Genetically engineered compounds will target some of the common mutations that are associated with severe obesity.

There are also drugs based on natural products as diverse as shark tissue, leaves from South African plants and material from the mahogany tree in pre-clinical trials in the laboratory.

One drug in development is not only aimed at obesity, but also reduces the urge to smoke. It works by blocking the circuits in the brain that control the urge to eat and smoke.

In one trial, the drug helped adults to shed an average of 20 pounds in 12 months. In another, participants were found to be twice as likely to give up smoking. Almost half of those taking part lost 10 per cent of their body weight and cut down on smoking. Scientists believe it may work to reduce alcohol consumption, too.
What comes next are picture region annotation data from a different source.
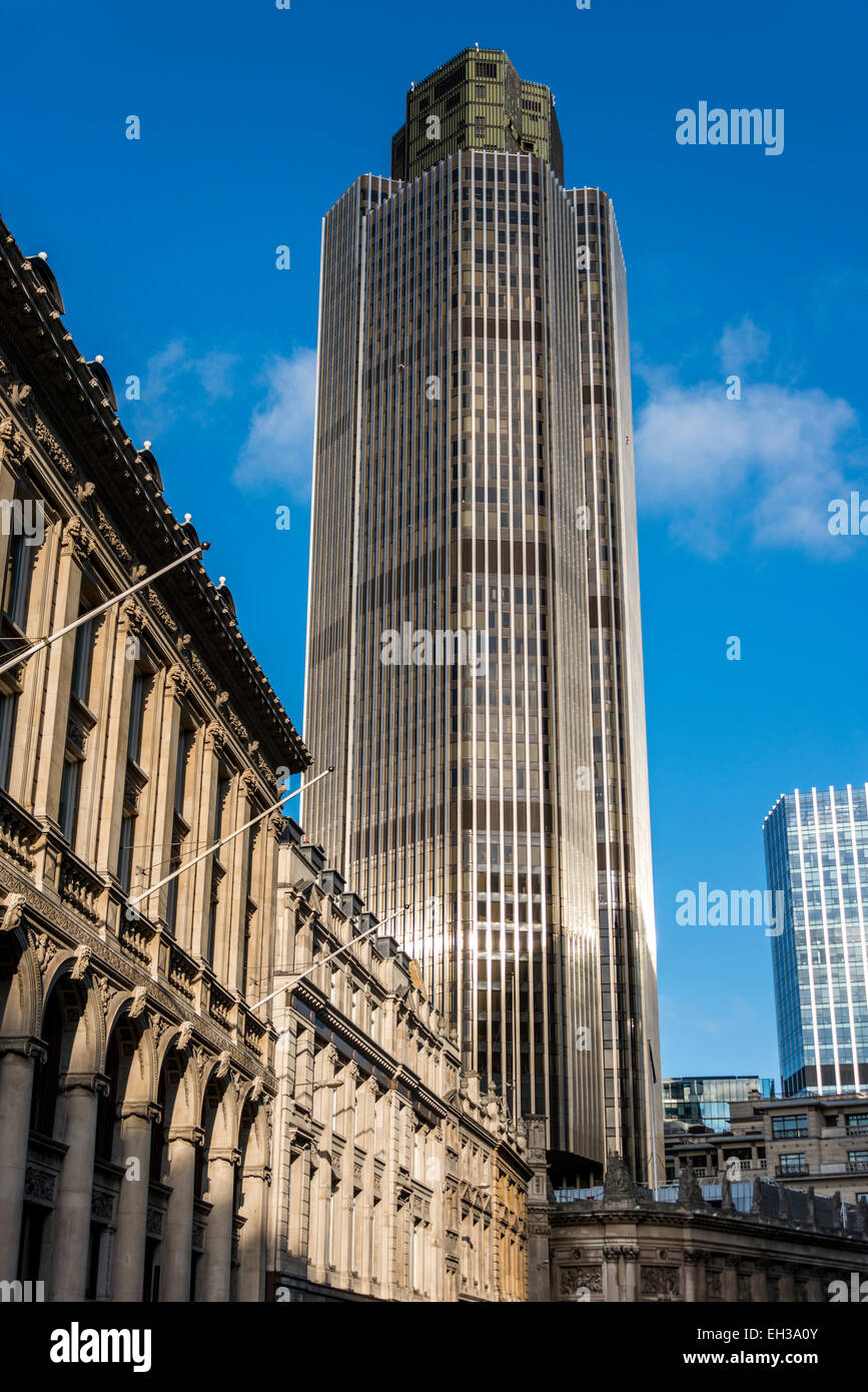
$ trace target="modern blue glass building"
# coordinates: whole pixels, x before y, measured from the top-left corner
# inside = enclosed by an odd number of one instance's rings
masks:
[[[708,1126],[715,1132],[732,1129],[730,1102],[747,1102],[751,1093],[772,1098],[775,1083],[771,1077],[732,1075],[715,1077],[665,1077],[664,1123]]]
[[[868,1089],[867,788],[796,789],[765,818],[785,908],[771,940],[785,1097]]]

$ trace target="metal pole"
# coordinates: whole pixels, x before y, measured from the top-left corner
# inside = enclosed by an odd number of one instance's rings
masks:
[[[43,647],[49,647],[50,643],[56,643],[58,638],[65,638],[67,633],[71,633],[72,629],[78,628],[81,624],[86,624],[88,619],[96,618],[97,614],[104,614],[113,604],[120,604],[121,600],[129,599],[131,594],[143,589],[145,585],[153,585],[153,582],[159,580],[161,575],[166,575],[168,571],[174,571],[175,565],[184,565],[185,561],[192,561],[195,555],[202,555],[203,551],[207,551],[210,544],[210,541],[203,541],[202,546],[193,547],[192,551],[185,551],[184,555],[178,555],[174,561],[170,561],[168,565],[164,565],[161,571],[154,571],[153,575],[146,575],[143,580],[136,580],[136,583],[131,585],[129,589],[122,590],[110,600],[106,600],[104,604],[97,604],[96,608],[88,610],[86,614],[79,614],[78,618],[71,624],[67,624],[65,628],[58,628],[56,633],[50,633],[47,638],[40,638],[36,643],[31,643],[31,646],[25,647],[22,653],[18,653],[15,657],[10,657],[8,661],[0,665],[0,675],[3,675],[3,672],[8,672],[13,667],[18,667],[19,663],[26,663],[28,658],[40,653]]]
[[[370,937],[370,934],[376,933],[377,928],[385,927],[389,919],[396,919],[399,913],[406,913],[409,908],[410,905],[405,903],[401,909],[395,909],[394,913],[388,913],[385,919],[383,919],[380,923],[374,923],[374,926],[366,928],[364,933],[356,934],[356,937],[351,938],[349,942],[345,942],[342,947],[335,948],[334,952],[330,952],[328,956],[324,956],[319,962],[314,962],[313,966],[305,967],[305,970],[300,972],[298,976],[294,976],[291,981],[287,981],[284,986],[278,986],[277,991],[271,991],[271,995],[263,995],[262,1001],[257,1001],[256,1005],[250,1006],[250,1009],[257,1011],[260,1005],[267,1005],[267,1002],[273,1001],[275,995],[281,994],[281,991],[292,991],[299,984],[299,981],[303,981],[305,977],[310,976],[312,972],[319,972],[319,969],[321,966],[326,966],[327,962],[331,962],[332,958],[341,956],[341,952],[346,952],[348,948],[351,948],[355,942],[360,942],[362,938]]]
[[[164,884],[170,883],[170,880],[175,880],[177,876],[184,874],[184,871],[189,870],[192,866],[198,866],[200,860],[206,859],[206,856],[213,855],[213,852],[217,851],[220,846],[225,846],[227,841],[234,841],[235,837],[239,837],[242,834],[242,831],[248,831],[249,827],[255,827],[256,823],[262,821],[263,817],[267,817],[270,812],[277,812],[277,809],[284,802],[288,802],[289,798],[298,798],[300,792],[305,792],[307,788],[313,788],[314,782],[319,782],[320,778],[326,778],[330,773],[334,773],[334,764],[330,764],[328,768],[323,770],[321,774],[317,774],[316,778],[312,778],[309,784],[302,784],[302,786],[296,788],[295,792],[285,792],[282,798],[278,798],[277,802],[273,802],[271,806],[266,807],[264,812],[257,813],[257,816],[252,817],[250,821],[245,821],[243,827],[238,827],[235,831],[230,831],[227,837],[221,837],[221,839],[216,841],[213,846],[207,848],[207,851],[203,851],[193,860],[188,860],[185,866],[178,866],[177,870],[172,870],[170,874],[163,876],[163,878],[157,880],[156,884],[149,885],[149,888],[145,889],[145,894],[138,894],[135,899],[127,899],[128,908],[132,909],[136,903],[140,903],[142,899],[147,899],[149,895],[156,894],[157,889],[161,889]]]

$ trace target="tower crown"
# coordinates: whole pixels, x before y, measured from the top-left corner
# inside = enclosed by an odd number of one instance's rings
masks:
[[[502,49],[465,49],[410,86],[392,178],[413,180],[470,149],[538,155],[563,182],[555,99],[541,82],[523,82]]]

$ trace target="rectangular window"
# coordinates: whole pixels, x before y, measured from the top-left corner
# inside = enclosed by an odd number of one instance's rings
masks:
[[[145,683],[146,672],[134,672],[132,693],[129,697],[129,734],[127,736],[127,757],[139,763],[142,757],[142,727],[145,721]]]
[[[186,761],[193,748],[195,731],[185,725],[178,731],[178,757],[175,763],[175,812],[184,816],[184,793],[186,786]]]
[[[804,1140],[808,1134],[808,1116],[801,1112],[796,1116],[772,1116],[773,1140]]]
[[[18,693],[0,695],[0,786],[8,788],[15,739],[15,717],[18,714]]]
[[[15,498],[15,503],[21,503]],[[36,547],[28,546],[22,528],[17,528],[6,553],[6,575],[3,576],[3,612],[13,624],[24,629],[26,624],[28,600],[31,596],[31,575]]]
[[[121,817],[121,844],[118,846],[118,880],[124,894],[129,894],[132,885],[132,845],[135,839],[136,818],[124,813]]]
[[[780,1157],[780,1173],[782,1175],[807,1175],[808,1164],[801,1154],[801,1151],[790,1151],[789,1155]]]
[[[88,606],[90,608],[92,606]],[[85,612],[85,610],[82,610]],[[93,663],[93,619],[79,624],[75,629],[75,653],[72,656],[71,692],[83,706],[90,695],[90,667]]]
[[[81,763],[78,759],[65,759],[60,780],[60,830],[72,846],[75,844],[75,828],[78,825],[78,795],[81,792]]]

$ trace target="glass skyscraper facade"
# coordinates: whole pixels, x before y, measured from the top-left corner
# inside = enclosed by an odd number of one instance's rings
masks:
[[[867,786],[782,795],[765,818],[785,1097],[868,1089]],[[778,902],[778,901],[776,901]]]
[[[664,1125],[708,1126],[709,1130],[730,1130],[730,1102],[746,1102],[751,1093],[772,1098],[775,1083],[771,1077],[733,1075],[732,1077],[665,1077]]]
[[[403,177],[324,219],[305,732],[337,768],[303,818],[565,1172],[651,1179],[626,283],[559,160],[548,89],[466,50],[408,97]]]

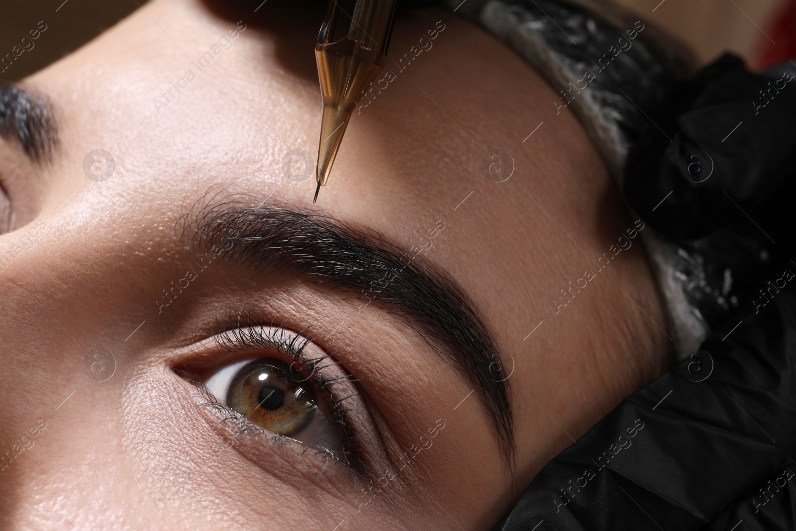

"We think this might be the ideal compound for people who are overweight and smoke," says Dr Robert Anthenelli, of the University of Cincinnati, who directed the smoking arm of the study.

Trials in the UK of a once-a-week appetite-controlling hormone injection showed that those who had the treatment ate only 1,810 calories a day, compared with the 2,500 of those given a dummy therapy.

Only two drugs, orlistat and sibutramine, are specifically licensed for obesity control in the UK. However, the latest clinical trial data show that at least 25 new compounds are in development around the world, and that almost all the big pharmaceutical companies have several potential products in the pipeline.

"There is great market potential for novel drug classes to treat patients who are unresponsive or unsuitable for current drugs," says Rachel Loui of the life-science market analyst Front Line.

Analysts predict that most of the new wave of drugs will hit the market between now and 2007, when the number of obese people worldwide is expected to pass 400 million for the first time.